Darren Moorcroft at the Woodland Trust appears to be onto something with his “watering down” comments after some enterprising parliamentarians on the left-hand side used Freedom of Information legislation to dive into the record of Therese Coffey when she was water minister from 2016 to 2019. According to the i newspaper, an analysis of Environment Agency (EA) data showed sewage discharges more than doubling during her tenure, coinciding with her decision to cut a key environmental protection ‘grant in aid’ fund for the EA by a third, amounting to £24 million. This equated to more than 321 years’ worth of sewage dumped in England and Wales over Mrs Coffey’s three years on the job. Let’s hope she doesn’t do for woodland cover now what she is alleged to have done for water quality back then.

But January’s FJ wasn’t quite finished on new tree planting and woodland establishment.

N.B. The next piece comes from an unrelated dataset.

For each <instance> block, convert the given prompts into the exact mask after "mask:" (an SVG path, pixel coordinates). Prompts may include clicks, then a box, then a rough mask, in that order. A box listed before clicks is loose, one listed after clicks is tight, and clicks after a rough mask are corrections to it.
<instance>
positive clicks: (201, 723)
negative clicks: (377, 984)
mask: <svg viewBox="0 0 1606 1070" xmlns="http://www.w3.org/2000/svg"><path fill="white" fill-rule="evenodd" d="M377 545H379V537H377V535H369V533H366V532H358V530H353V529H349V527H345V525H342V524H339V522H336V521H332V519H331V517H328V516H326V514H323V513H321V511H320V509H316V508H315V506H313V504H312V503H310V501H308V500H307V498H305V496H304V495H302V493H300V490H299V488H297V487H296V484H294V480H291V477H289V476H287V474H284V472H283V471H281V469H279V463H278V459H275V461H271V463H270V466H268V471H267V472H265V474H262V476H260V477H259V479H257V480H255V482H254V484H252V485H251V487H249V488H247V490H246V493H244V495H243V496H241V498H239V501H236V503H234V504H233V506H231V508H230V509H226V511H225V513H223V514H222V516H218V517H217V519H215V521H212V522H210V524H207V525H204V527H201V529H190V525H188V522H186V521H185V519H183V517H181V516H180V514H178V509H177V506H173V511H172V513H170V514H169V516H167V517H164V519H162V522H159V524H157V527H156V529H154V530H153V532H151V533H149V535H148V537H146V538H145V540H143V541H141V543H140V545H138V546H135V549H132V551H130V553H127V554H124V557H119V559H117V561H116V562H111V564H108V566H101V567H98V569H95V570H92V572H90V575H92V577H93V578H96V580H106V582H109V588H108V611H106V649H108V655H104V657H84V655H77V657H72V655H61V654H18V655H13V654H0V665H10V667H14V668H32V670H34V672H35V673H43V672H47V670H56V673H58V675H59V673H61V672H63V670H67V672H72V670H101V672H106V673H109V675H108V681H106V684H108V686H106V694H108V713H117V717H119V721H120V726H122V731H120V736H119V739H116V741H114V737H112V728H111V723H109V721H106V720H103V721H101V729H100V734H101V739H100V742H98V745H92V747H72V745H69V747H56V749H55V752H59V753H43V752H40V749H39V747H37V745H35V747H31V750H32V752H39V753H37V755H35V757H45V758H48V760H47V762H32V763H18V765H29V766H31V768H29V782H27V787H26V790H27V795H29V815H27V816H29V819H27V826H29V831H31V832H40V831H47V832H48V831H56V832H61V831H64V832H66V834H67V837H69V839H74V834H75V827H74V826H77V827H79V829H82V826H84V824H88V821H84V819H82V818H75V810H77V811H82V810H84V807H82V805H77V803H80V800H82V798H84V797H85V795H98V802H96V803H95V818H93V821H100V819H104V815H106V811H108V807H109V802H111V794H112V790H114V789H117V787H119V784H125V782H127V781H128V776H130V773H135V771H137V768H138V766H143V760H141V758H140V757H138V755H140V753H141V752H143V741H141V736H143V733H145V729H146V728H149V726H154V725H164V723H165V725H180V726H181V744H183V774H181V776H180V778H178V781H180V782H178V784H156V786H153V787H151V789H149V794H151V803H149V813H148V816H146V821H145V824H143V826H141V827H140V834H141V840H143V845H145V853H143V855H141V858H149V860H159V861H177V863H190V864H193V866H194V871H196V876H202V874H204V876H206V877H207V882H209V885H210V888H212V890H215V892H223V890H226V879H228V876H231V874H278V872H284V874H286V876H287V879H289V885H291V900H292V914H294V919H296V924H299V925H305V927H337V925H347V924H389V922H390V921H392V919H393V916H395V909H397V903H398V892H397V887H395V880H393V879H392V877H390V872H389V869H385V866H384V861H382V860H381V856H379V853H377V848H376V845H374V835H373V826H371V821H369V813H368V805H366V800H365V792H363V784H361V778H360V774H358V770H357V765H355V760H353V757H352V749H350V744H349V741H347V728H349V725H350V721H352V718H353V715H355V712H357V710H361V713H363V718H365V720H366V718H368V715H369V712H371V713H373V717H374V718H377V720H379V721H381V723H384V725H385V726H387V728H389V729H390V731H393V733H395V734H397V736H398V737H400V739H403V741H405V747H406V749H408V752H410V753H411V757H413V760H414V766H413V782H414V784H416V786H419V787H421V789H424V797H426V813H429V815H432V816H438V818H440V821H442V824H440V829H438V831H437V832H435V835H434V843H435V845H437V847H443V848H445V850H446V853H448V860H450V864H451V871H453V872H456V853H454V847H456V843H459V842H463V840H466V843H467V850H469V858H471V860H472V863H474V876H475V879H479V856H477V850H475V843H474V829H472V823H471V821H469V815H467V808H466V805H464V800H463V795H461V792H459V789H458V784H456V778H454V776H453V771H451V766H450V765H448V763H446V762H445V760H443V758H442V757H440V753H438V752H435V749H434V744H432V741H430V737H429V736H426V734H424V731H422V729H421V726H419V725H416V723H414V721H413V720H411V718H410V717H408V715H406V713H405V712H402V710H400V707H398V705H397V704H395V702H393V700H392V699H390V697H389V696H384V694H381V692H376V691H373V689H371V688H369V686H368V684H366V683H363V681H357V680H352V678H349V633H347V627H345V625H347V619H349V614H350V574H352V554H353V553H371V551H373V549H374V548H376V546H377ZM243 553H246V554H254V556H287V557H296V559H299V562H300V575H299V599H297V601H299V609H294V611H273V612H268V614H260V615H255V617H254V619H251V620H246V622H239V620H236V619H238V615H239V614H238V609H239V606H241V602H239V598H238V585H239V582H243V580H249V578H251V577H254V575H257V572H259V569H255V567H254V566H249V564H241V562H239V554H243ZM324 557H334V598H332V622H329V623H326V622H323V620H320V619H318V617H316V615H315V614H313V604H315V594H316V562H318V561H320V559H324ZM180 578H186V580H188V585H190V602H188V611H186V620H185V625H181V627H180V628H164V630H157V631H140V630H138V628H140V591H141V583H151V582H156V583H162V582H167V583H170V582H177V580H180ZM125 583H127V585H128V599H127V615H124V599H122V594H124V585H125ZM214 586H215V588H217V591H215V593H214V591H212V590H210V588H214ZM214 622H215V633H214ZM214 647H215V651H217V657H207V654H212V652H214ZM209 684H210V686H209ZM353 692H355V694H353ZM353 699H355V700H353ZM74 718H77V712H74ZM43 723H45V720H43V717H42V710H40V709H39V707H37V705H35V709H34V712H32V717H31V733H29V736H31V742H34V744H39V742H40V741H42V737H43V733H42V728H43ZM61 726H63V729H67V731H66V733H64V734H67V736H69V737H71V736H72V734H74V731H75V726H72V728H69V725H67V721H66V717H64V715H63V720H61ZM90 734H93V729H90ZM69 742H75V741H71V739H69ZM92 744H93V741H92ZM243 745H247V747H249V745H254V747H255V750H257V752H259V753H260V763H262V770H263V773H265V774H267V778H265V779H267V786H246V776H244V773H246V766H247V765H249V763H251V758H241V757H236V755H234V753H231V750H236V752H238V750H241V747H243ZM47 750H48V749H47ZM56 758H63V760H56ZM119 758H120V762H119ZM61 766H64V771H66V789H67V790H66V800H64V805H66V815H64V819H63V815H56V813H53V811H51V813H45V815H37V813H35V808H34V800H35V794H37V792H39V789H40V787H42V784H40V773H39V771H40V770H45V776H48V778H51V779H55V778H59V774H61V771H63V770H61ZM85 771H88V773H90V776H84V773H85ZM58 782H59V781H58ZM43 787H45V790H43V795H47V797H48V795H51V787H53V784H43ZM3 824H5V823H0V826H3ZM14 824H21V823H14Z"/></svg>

“Grant difficulties are putting off landowners from tree planting,” proclaimed chartered forester Justin Mumford of Nicholsons Lockhart Garratt to a parliamentary committee of MPs. Forestry expert Mike Tustin said red tape is creating a “broken” forestry system in England and Wales. On another page, forestry minister Trudy Harrison said she wanted to take a chainsaw to tree-planting times, though if recent polls are anything to go by, there’s a majority out there that would sooner take a chainsaw to this government.

Last but not least arrived the real elephant in the room. Forest Research had adjusted its initial figures for forest damage caused by Storm Arwen (late November 2021) upwards to a total of 12,000 ha. 3,350 ha of that was sustained in England, which means that England’s woodland cover, far from expanding, is actually retreating, because that 3,350 ha lost to Storm Arwen is considerably more than the 2,300 ha of woodland planted across England during the latest (2021–2022) period. 

If you consider conifer cover only, the situation looks even more worrying, because only 300 ha of conifers were planted in England during the period 2021–2022. Forest Research figures do not give a breakdown of exactly what type of stands were lost in terms of species and age but going on past experience and pictures taken in the aftermath of Storm Arwen, conifers certainly appear to have taken the brunt.

This makes Confor’s recent call for a 50-50 conifer/broadleaf split in new planting look meek and mild. Anyway, what has it come to when the country’s ‘forestry and wood trade body’ has to plead with politicians (who don’t know the difference between a concolor fir and a cherry plum) for more timber-producing trees to be put in the ground before it is too late?

Forestry Journal: Richard Stanford Richard Stanford (Image: Supplied)

This brings me finally to a peculiar comment from Richard Stanford, CEO of the Forestry Commission, calling for an end to the dogma around conifer trees, reported on page 8 of January’s FJ. To illustrate the piece, I was pleased to see FJ had used one of my many pictures taken over the years when out on assignment, particularly appropriate given the place and circumstances in which this one was taken. 

It was on a sandy site in Surrey where Scots pine trees traditionally thrive. I was out with two forestry contracting companies tasked with clear-felling the Scots pine and doing some general maintenance to broadleaf trees also growing on the site. They were scruffy oak, sweet chestnut and birch, typical of sandy sites south of the River Thames in Surrey, Sussex and Hampshire. Some replanting was due to take place, but as I recall, terms of the felling licence precluded any restocking with conifers, including Scots pine, though it was clear these were the ‘right trees for the right place’, to use that now well-worn and often meaningless phrase.

I distinctly recall what the contractor said when I asked him about the self-same thing.

“Regeneration and re-stocking with broadleaves is what the Forestry Commission wanted. They did not want any conifers on this site.”

I would like to know which organisation Richard Stanford thinks has been delivering the dogma around conifers over the last two decades.

I await the next issue of Forestry Journal with trepidation and a stiff drink.